Dinarzade questa notte s’indennizzò della precedente, poichè destatasi molto prima di giorno, pregò tosto Scheherazade di raccontare il seguito della storia del pescatore e del genio, cui il sultano non meno di lei bramava ascoltare. — Eccomi pronta,» rispose la sultana, «a contentare la curiosità d’entrambi.» Allora, volgendosi a Schahriar: «Sire,» proseguì ella, «finita ch’ebbe il pescatore la storia del re greco e del medico Duban, ne fece l’applicazione al genio che sempre teneva chiuso nel vaso.

«— Se il re greco, » diss’egli, «avesse acconsentito a lasciare in vita il medico, Dio avrebbelo lascialo pur vivere anch’esso; ma perchè rigettò le sue più umili preghiere, Dio lo punì. Così pure fu di te, o genio; se avessi potuto placarti ed ottenere da te la grazia che ti domandava, avrei ora compassione dello stato in cui ti trovi; ma poichè, malgrado il grande obbligo che m’avevi per averti messo in libertà, hai persistito nella deliberazione d’uccidermi, io pure, alla mia volta, sarò spietato. Voglio adunque, lasciandoti in questo vaso, e gettandoti di nuovo in mare, toglierti l’uso della vita sino alla fine de’ secoli: è questa la vendetta che pretendo fare su te. — Pescatore, buon amico mio,» rispose il genio, «ti scongiuro di nuovo a non fare azione sì crudele. Pensa non essere virtù il vendicarsi, ma laudevol cosa è invero render bene per male; non trattarmi come Imma trattò una volta Ateca. — E che fece Imma ad Ateca?» chiese il pescatore. — Oh! se brami saperlo,» rispose il genio, «aprimi codesto vaso: credi tu ch’io abbia la voglia di contar storie in una sì angusta prigione? Novellerò fin che vorrai, quando [p. 75 modifica]mi avrai di qui tratto. — No,» disse il pescatore, «non isperare ch’io ti liberi; ma cessi ormai il ragionare; torna dunque in tondo agli abissi. — Un’altra parola, pescatore,» gridò il genio; «ti prometto di non farti alcun male; anzi, t’insegnerò un mezzo di diventare opulentissimo.» La speranza di trarsi dalla miseria disarmò il pescatore. — Potrei ascoltarti,» gli disse, «se si potesse far calcolo sulla tua parola: giurami, pel santo nome di Dio, che farai di buona fede quanto dici, ed io ti aprirò il vaso. Credo che non sarai tanto ardito da violare un tal giuramento.» Il genio lo fece, ed il pescatore levò subito il coperchio del vaso. Ne uscì tosto il fumo, ed il genio, ripigliata la sua forma nella stessa maniera dell’altra volta, la prima cosa che fece fu di gettar il vaso nel mare con un calcio. Quell’atto spaventò il pescatore. — Genio,» gli disse, «che cosa significa ciò? Non volete osservare il giuramento testè fatto? E dovrò ripetervi le parole del medico Duban al re greco: Lasciatemi vivere, e Dio prolungherà i vostri giorni?

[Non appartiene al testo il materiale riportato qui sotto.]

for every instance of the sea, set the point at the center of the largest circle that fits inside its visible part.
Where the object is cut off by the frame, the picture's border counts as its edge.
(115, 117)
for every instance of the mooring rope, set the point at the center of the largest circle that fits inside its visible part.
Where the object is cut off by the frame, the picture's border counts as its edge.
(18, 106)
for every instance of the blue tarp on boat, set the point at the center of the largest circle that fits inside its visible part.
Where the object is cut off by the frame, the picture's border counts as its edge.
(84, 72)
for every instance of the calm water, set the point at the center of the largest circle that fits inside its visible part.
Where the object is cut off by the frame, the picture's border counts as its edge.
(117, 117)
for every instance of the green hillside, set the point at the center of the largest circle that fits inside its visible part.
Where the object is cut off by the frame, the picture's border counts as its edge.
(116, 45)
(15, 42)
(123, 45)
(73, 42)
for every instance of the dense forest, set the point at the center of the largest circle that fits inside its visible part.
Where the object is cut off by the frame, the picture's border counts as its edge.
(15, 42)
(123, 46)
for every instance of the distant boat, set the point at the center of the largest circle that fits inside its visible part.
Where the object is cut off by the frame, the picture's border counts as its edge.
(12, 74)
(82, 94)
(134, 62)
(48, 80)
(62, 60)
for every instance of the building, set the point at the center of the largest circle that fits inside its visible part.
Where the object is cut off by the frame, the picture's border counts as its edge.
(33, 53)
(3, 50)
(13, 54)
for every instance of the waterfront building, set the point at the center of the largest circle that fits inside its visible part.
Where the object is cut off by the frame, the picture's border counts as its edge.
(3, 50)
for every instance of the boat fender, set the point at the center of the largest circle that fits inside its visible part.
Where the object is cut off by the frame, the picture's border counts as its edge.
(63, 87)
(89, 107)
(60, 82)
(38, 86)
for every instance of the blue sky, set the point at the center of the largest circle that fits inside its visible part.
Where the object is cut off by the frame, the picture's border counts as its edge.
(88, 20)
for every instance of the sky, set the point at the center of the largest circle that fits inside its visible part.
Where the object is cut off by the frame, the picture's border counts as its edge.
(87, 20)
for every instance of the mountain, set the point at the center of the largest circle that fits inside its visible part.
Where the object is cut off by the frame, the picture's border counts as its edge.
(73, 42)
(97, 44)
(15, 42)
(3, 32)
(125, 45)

«La tema del pescatore fe’ ridere il genio, il quale gli rispose: — No, pescatore, ti rassicura: gettai in mare quel vaso sol per divertirmi e vedere se ne avresti paura; ma per convincerti che voglio mantenerla parola, prendi le reti e seguimi.» Ciò dicendo, si mise a camminare innanzi al vecchio, il quale, carico delle sue reti, lo seguiva con certa qual diffidenza. Passarono davanti alla città, e saliti in cima d’un monte, scesero quindi in un’ampia pianura, e si diressero verso uno stagno situato tra quattro colline.

«Giunti sulla sponda dello stagno, il genio disse al vecchio: — Getta le reti e piglia pesce.» Il pescatore non dubitò di prenderne, vedendone grandissima quantità nello stagno; ma quello che sommamente lo sorprese, fu l’osservare esservene di quattro colori diversi, cioè bianchi, rossi, turchini e gialli. [p. 76 modifica]Calò le reti e ne pigliò quattro, ciascuno de’ quali era d’uno di quei colori. Siccome non ne aveva mai veduto di simili, non poteva saziarsi dall’ammirarli, e stimando di poterne ricavare una somma considerevole, ne sentiva grande allegrezza. — Prendi quei pesci,» gli disse il genio, «e va a presentarli al tuo sultano: ei ti darà più denaro che tu non n’abbia maneggiato in tutta la tua vita. Potrai venire ogni giorno a pescare in questo stagno; ma ti avverto di non gettar le reti che una volta sola al giorno; altrimenti mal te ne avverrà; bada bene all’avvertimento che ti do, e se lo segui a puntino, te ne troverai contento.» Ciò detto, battè col piede la terra, che s’aprì, e si rinchiuse dopo averlo inghiottito.

«Il pescatore, risoluto di seguire in tutto i consigli del genio, si guardò bene dal gettare una seconda volta le reti, ed avviatosi alla città, contentissimo della pesca, andava facendo mille riflessioni sulla sua avventura. Corse poi difilato al palazzo del sultano per presentargli i suoi pesci...

«Ma, sire,» disse Scheherazade, «veggo il giorno; bisogna che mi fermi qui. — Sorella,» disse allora Dinarzade, quanto sono sorprendenti gli ultimi casi che ci narrasti! Dubito assai che tu possa d’or innanzi raccontarne altri che lo siano di più. — Mia cara sorella,» rispose la Sultana, «se il sultano mio padrone mi lascia vivere fino a domani, son persuasa che troverai il seguito della storia del pescatore ancor più maravigliosa del suo principio, ed incomparabilmente più gradevole.» Schahriar, curioso di sentire se il resto della storia del pescatore fosse qual promettevalo la sultana, differì ancora l’esecuzione della legge crudele ch’erasi imposta.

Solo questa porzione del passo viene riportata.